Recruitment timeline and next steps

Thirdly, when a process commences and candidates are invited for an initial interview or to apply for a role, the person responsible for recruiting should be able to provide to a candidate a clear recruitment timeline and the next steps throughout this process.

This includes the number of interviews (if there are more than one), potential testings and timeframes for these interviews. This allows a candidate to allocate the time for the business and ensure their availability.

If by contrast, the person responsible for recruiting can offer only a vague process, an unclear timeframe or lack of availability, this immediately roadblocks a process. The candidate may lose interest in the role, or perceive this as a lack of commitment/interest from the business.

A common complaint from candidates is the lack of urgency or movement from hiring managers which can drag-out the recruitment process. Set the expectation early as some candidates will be interviewing with multiple businesses, and top quality candidates will have a certain timeframe in mind to secure their next position.

Employers can lose-out on top candidates due to their inability to act quickly in the recruitment process. Long waiting periods between interviews and a lack of communication in regards to the next steps in the process are common frustrations faced by candidates.

And finally, agribusinesses often expect candidates to travel to their headquarters for interviews – which is fair – however the sacrifice and effort to make this occur should be respected by the business by ensuring the timeframe they have suggested can be committed to.

If for some reason this is not possible, clear communication of issues can ensure this is smoothed-out. Not everyone can get to an interview where and when it suits the employer, especially for contract or temp roles.
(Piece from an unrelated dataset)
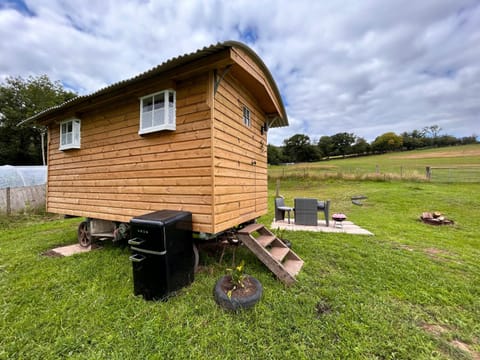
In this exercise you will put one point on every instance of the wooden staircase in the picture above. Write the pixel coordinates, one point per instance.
(282, 261)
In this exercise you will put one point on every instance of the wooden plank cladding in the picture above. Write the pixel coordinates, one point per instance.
(212, 164)
(118, 173)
As a general rule, it’s worth putting yourself, as the employer, in the shoes of the candidate.

What are the core components you would need to see from a business to feel comfortable to leave your current position and join a new company or business? Regardless of scale, you would want to see a professional, organised business which is able to clearly outline the expectations of a position, the internal managerial methods and growth expectations of a business.

No matter the position, these are seen as key decision influencers for any candidate. So as your business is filled with current employees who once were potential candidates, reflect and prepare when looking to make your next employment move.